We started off on Saturday afternoon. It was Andrew, Arnaud, and myself, the rest of the trappers would be in and out throughout the week. The sun was high as we motored our way across the sand to the trap site.
We wandered the dunes looking for good high spots and good background cover to hide the nets.
The area was desolate and high. Grape vines and sea grass covered the dunes and would act as a good backdrop. There were literally dozens of acceptable sites but we decided on two spots where we could set up the nets. You could see all the way across this spit of land, ocean to sound. It should be a good funnel for the birds.
Unfortunately, the weather would be working against us for the next couple of days. The wind was from the South, or the West, and migrating birds were few.
Our spot was good, the equipment all worked well, but we would be fighting the weather and that was one variable over which we had no control. I didn't have much hope until the wind changed. That wouldn't happen until later in the week.
As we chose the best spot, a peregrine cruised by, low and slow, close enough that we could hit it with a rock. We needed to hurry up.
We got set up and sat in the blinds watching the sky, pulling on the string that would make the bait flutter. Nothing.
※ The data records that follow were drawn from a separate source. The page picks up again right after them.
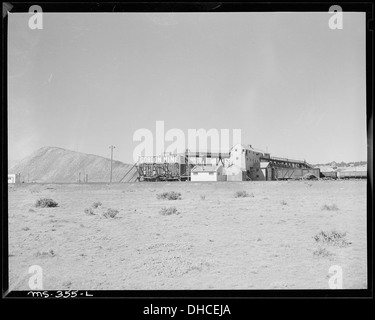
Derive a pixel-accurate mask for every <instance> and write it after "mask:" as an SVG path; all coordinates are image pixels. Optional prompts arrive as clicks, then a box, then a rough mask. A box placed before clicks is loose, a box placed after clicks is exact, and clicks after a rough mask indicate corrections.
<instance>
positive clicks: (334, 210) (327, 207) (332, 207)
mask: <svg viewBox="0 0 375 320" xmlns="http://www.w3.org/2000/svg"><path fill="white" fill-rule="evenodd" d="M322 210H328V211H337V210H339V208H338V207H337V206H336V205H335V204H332V205H327V204H325V205H324V206H323V207H322Z"/></svg>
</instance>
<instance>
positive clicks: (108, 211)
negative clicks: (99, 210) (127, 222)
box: [103, 208, 118, 218]
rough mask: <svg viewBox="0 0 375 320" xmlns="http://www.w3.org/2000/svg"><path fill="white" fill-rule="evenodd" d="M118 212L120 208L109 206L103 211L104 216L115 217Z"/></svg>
mask: <svg viewBox="0 0 375 320" xmlns="http://www.w3.org/2000/svg"><path fill="white" fill-rule="evenodd" d="M117 214H118V210H116V209H111V208H109V209H108V210H107V211H106V212H105V213H103V216H104V217H106V218H115V217H116V215H117Z"/></svg>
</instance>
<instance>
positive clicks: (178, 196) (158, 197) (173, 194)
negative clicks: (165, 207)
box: [156, 191, 181, 200]
mask: <svg viewBox="0 0 375 320" xmlns="http://www.w3.org/2000/svg"><path fill="white" fill-rule="evenodd" d="M156 198H157V199H159V200H160V199H163V200H164V199H168V200H181V193H179V192H174V191H171V192H163V193H159V194H157V195H156Z"/></svg>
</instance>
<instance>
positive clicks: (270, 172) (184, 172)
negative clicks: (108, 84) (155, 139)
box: [134, 144, 320, 181]
mask: <svg viewBox="0 0 375 320" xmlns="http://www.w3.org/2000/svg"><path fill="white" fill-rule="evenodd" d="M134 166H135V167H136V169H137V172H138V180H139V181H174V180H175V181H265V180H266V181H271V180H289V179H301V178H306V177H310V178H311V177H313V178H319V177H320V170H319V168H313V167H312V166H311V165H310V164H308V163H307V162H306V161H301V160H293V159H287V158H279V157H271V155H270V154H269V153H268V152H263V151H261V150H258V149H255V148H253V147H252V146H251V145H244V144H236V145H234V146H233V147H232V148H231V149H230V150H229V152H227V153H219V152H216V153H215V152H191V151H189V150H186V151H185V153H182V154H178V155H172V154H164V155H162V156H141V157H139V159H138V162H137V163H136V164H135V165H134Z"/></svg>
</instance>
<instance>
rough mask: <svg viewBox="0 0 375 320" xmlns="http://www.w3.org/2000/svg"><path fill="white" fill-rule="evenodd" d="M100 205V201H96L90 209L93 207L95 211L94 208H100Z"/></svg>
mask: <svg viewBox="0 0 375 320" xmlns="http://www.w3.org/2000/svg"><path fill="white" fill-rule="evenodd" d="M101 205H102V203H101V202H100V201H96V202H94V203H93V204H92V206H91V207H93V208H94V209H96V208H98V207H100V206H101Z"/></svg>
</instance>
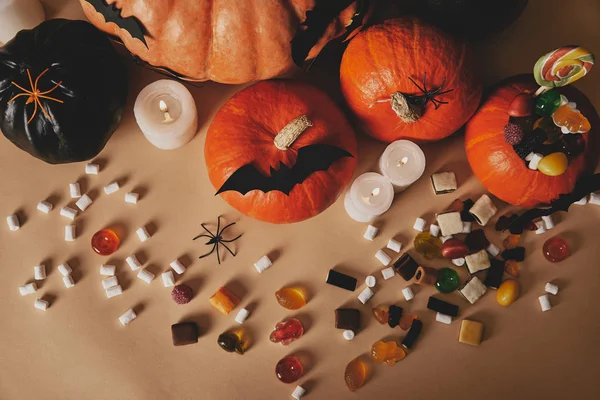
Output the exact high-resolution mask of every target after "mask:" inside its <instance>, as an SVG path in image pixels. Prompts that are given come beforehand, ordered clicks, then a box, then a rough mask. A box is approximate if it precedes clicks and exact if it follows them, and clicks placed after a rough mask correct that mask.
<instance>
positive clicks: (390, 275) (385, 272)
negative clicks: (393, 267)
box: [381, 267, 396, 281]
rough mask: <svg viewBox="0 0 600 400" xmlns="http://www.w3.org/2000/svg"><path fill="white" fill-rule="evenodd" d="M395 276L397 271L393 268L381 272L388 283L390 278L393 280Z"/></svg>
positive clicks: (392, 267)
mask: <svg viewBox="0 0 600 400" xmlns="http://www.w3.org/2000/svg"><path fill="white" fill-rule="evenodd" d="M395 274H396V270H394V268H393V267H389V268H386V269H382V270H381V275H382V276H383V279H384V280H386V281H387V280H388V279H390V278H393V277H394V275H395Z"/></svg>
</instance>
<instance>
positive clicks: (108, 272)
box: [100, 264, 117, 276]
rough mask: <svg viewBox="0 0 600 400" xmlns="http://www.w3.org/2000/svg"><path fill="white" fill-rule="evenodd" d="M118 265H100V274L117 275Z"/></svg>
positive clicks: (100, 274) (103, 274)
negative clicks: (117, 266) (117, 268)
mask: <svg viewBox="0 0 600 400" xmlns="http://www.w3.org/2000/svg"><path fill="white" fill-rule="evenodd" d="M116 270H117V267H115V266H114V265H108V264H102V265H100V275H104V276H115V271H116Z"/></svg>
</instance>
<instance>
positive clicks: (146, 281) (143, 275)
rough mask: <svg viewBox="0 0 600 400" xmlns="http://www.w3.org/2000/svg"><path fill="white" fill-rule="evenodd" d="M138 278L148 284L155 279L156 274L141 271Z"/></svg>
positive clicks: (138, 276) (138, 272) (140, 271)
mask: <svg viewBox="0 0 600 400" xmlns="http://www.w3.org/2000/svg"><path fill="white" fill-rule="evenodd" d="M137 276H138V278H139V279H141V280H143V281H144V282H146V283H150V282H152V280H153V279H154V274H153V273H152V272H150V271H147V270H146V269H141V270H140V272H138V275H137Z"/></svg>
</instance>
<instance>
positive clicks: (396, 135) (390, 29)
mask: <svg viewBox="0 0 600 400" xmlns="http://www.w3.org/2000/svg"><path fill="white" fill-rule="evenodd" d="M472 61H473V60H472V58H471V55H470V52H469V50H468V48H467V45H466V44H465V43H463V42H461V41H458V40H455V39H453V38H452V37H450V36H449V35H447V34H445V33H443V32H442V31H441V30H439V29H438V28H435V27H433V26H431V25H429V24H427V23H425V22H422V21H421V20H419V19H417V18H414V17H405V18H400V19H393V20H388V21H386V22H385V23H384V24H381V25H375V26H372V27H370V28H369V29H367V30H365V31H363V32H361V33H359V34H358V35H356V37H355V38H354V39H352V41H351V42H350V44H349V46H348V48H347V49H346V51H345V52H344V56H343V58H342V65H341V70H340V79H341V88H342V93H343V94H344V97H345V98H346V101H347V103H348V106H349V107H350V109H351V110H352V111H353V112H354V113H355V114H356V116H357V117H358V119H359V120H360V122H361V124H362V127H363V129H364V130H365V132H366V133H367V134H369V135H371V136H373V137H374V138H376V139H379V140H381V141H384V142H392V141H395V140H398V139H413V140H416V141H434V140H439V139H443V138H445V137H447V136H449V135H451V134H452V133H454V132H455V131H457V130H458V129H459V128H460V127H461V126H462V125H464V123H465V122H467V120H468V119H469V118H470V117H471V115H473V113H474V112H475V110H476V109H477V106H478V105H479V101H480V99H481V82H480V80H479V79H478V77H477V71H476V70H475V68H474V67H473V63H472ZM411 79H412V81H411ZM413 81H414V82H413ZM442 85H443V86H442ZM418 86H419V87H421V89H424V90H426V91H434V90H435V89H438V88H439V91H438V93H437V94H435V95H433V97H432V98H433V100H432V101H426V98H424V97H416V96H419V95H423V93H422V91H421V90H420V89H419V87H418ZM442 102H443V104H442ZM423 105H424V107H423ZM407 106H408V107H407Z"/></svg>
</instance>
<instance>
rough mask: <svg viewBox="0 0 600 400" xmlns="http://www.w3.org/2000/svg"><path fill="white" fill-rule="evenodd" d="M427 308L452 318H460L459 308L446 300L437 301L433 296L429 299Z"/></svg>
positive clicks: (440, 300)
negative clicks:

We spent the rest of Saturday in the blind seeing nothing. Then with very little rest, we would come out before first light, and then stay until after dark. We didn't see many birds. We were becoming discouraged with the air heating up inside and Andrew's head lolling on his neck from lack of sleep.
At the end of the second day, the guys from Rocky Mount showed up.
We set up another blind, but no more nets. The day was quickly ending, and we were all discouraged.
We had seen a few merlins, and a peregrine had flown by without showing any interest. It seemed like this day was going to be another bust.
When a Peregrine took interest in one of the bait birds. She started circling Arnaud's net. We were communicating between blinds by cell phone, whispering urgently. The bird drifted back over my nets. I pulled the bait string urgently, then I got a call from Arnaud.
"It's over our blind!" I whispered urgently. " It's right here."
"No, It's in my hands."
"No, it's coming into the net right now."
"IT IS IN MY HAND!"
And there it was. The first legally trapped peregrine in 37 years had been caught and was cradled in the hands of her new partner, Andrew. His fingers shook as he and Arnaud extracted the bird from the net and jessed her up.
She was a tad on the thin side, but otherwise feather perfect.
I admit to that envy struck me hard. But with this bird, and Andrew's young Weimaraner,
and of course Tess and Gonzo, it should be an exciting season.
She really is a gorgeous bird.
Two more peregrines to go, and maybe a merlin for myself and Arnaud.
I won't be trapping for a few more days, but I'll keep you posted on the results.